Kapten Zaini lalu pamit masuk lagi kedalam loket dan Bapakku mau kembali, Saya langsung masuk ke dalam pelabuhan tidak jadi beli tiket dan tidak diperiksa oleh petugas disuruh masuk saja. Seumur hidup rasanya baru saat itulah Saya tidak beli tiket kapal.
Ketika kapal KMP Gurita mau berangkat, kapten Zaini ketika melihat Saya di atas kapal berbisik kepada anak buahnya. Kapal segera berangkat menuju pelabuhan Malahayati.
Di tengah perjalanan ada pemeriksaan tiket kapal, dua orang petugas sibuk memeriksa tiket penumpang. Ketika mendekati Saya, salah seorang dari mereka saling berbisik lalu balik lagi ke tempat lain tidak jadi menuju tempat duduk Saya.
Pada akhir tahun 1995, saat liburan kuliah Saya dari Banda Aceh, tanggal 26 Desember 1995, mau berangkat ke Sabang. Siang hari Saya shalat Dzuhur di mesjid pelabuhan Malahayati.
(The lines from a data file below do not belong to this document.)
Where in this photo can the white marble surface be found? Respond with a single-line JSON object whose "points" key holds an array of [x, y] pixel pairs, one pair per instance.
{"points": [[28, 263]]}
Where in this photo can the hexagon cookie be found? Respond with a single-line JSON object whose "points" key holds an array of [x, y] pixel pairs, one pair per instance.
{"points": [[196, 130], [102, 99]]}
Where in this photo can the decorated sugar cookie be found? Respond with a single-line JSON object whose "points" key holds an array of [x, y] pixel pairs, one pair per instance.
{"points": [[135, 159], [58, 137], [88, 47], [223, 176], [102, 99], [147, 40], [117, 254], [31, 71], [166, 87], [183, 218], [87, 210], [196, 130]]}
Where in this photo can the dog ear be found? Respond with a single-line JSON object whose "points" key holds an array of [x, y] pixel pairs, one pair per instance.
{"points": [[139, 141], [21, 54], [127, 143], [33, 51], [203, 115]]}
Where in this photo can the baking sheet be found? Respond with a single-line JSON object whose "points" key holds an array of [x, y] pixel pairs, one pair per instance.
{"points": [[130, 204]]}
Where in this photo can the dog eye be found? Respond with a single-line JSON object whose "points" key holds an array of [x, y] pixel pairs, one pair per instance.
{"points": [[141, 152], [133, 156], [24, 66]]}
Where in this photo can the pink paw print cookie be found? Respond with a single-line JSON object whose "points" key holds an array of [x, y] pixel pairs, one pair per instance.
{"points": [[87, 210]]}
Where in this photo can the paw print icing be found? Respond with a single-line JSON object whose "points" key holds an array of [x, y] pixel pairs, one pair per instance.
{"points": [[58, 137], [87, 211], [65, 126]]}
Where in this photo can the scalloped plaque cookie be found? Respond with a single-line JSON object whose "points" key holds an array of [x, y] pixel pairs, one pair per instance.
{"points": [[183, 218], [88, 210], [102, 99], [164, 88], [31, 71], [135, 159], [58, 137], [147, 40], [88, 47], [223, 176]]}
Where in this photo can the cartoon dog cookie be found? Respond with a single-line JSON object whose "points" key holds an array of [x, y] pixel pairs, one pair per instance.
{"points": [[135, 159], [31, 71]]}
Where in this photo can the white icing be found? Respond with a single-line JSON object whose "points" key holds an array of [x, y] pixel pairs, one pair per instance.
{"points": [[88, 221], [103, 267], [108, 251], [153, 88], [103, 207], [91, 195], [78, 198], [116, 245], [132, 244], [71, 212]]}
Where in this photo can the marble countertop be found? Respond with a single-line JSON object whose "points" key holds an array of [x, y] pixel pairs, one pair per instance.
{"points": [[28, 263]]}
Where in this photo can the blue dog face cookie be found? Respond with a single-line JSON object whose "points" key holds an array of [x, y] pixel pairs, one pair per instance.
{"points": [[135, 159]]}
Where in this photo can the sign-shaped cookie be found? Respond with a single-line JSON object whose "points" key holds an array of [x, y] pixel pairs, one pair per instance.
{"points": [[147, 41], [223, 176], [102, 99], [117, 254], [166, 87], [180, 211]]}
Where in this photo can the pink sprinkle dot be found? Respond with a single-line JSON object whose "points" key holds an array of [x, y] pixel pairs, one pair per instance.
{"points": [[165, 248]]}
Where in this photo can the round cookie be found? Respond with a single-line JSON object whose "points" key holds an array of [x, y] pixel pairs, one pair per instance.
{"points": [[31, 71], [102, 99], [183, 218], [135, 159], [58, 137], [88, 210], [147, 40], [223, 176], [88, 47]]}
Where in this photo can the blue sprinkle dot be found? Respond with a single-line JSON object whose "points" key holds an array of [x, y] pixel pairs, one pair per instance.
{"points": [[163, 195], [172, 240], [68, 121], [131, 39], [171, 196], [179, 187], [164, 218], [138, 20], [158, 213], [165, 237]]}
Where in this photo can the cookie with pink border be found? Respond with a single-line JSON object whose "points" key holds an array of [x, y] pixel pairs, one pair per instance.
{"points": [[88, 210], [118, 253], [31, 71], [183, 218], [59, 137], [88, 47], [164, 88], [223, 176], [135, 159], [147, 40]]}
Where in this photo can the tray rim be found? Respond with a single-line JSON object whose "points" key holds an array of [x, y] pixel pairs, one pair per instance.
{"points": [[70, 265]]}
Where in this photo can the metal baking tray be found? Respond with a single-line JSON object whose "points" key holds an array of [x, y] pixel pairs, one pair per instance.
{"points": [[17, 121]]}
Kapten Zaini shalat di sisi kanan mesjid, saya shalat di sisi kiri mesjid.
Setelah shalat Dzuhur, kapten Zaini duduk-duduk di luar mesjid sambil memakai sepatu. Saya keluar mesjid, kapten Zaini masih menunggu. Kami tidak bersalaman, kapten Zaini sekilas melihat ke arah Saya lalu berjalan menuju pelabuhan.
Kemudian Saya berjalan di belakang kapten Zaini dengan jarak lebih kurang 30 meter. Saat itu dari mesjid ke pelabuhan tidak ada orang yang berjalan kecuali kami berdua.Tiba-tiba kapten Zaini berhenti jalannya, Dia balik badan menatap Saya agak lama, ada yang "ANEH" sekali.
Saya lalu menuju loket untuk membeli tikel kapal KMP Gurita. Pada tanggal 30 Desember 1995, Saya bertemu terakhir dengan Ibu Saya, setelah semalam dipanggil untuk berbicara 4 mata selama satu jam "kuliah umum".
Saat itulah Saya tinggalin Ibu Saya di Sabang dan naik kapal KMP Gurita untuk yang terakhir kalinya.
Keluar dari teluk Balohan di ujung Sekei maka kapal KMP Gurita digoyang ombak yang cukup besar, kapal oleng kiri kanan. Penumpang agak sepi bisa dihitung dengan tangan. Kendaraan juga tidak banyak.
Saya khawatir kapal akan tenggelam, Saya hari itu sempat berkata dalam hati," Nanti kalau sampai di Banda Aceh, Saya akan telepon Ibu Saya. Bila tidak ada keperluan jangan berangkat ke Banda Aceh, kapal KMP Gurita bisa tenggelam."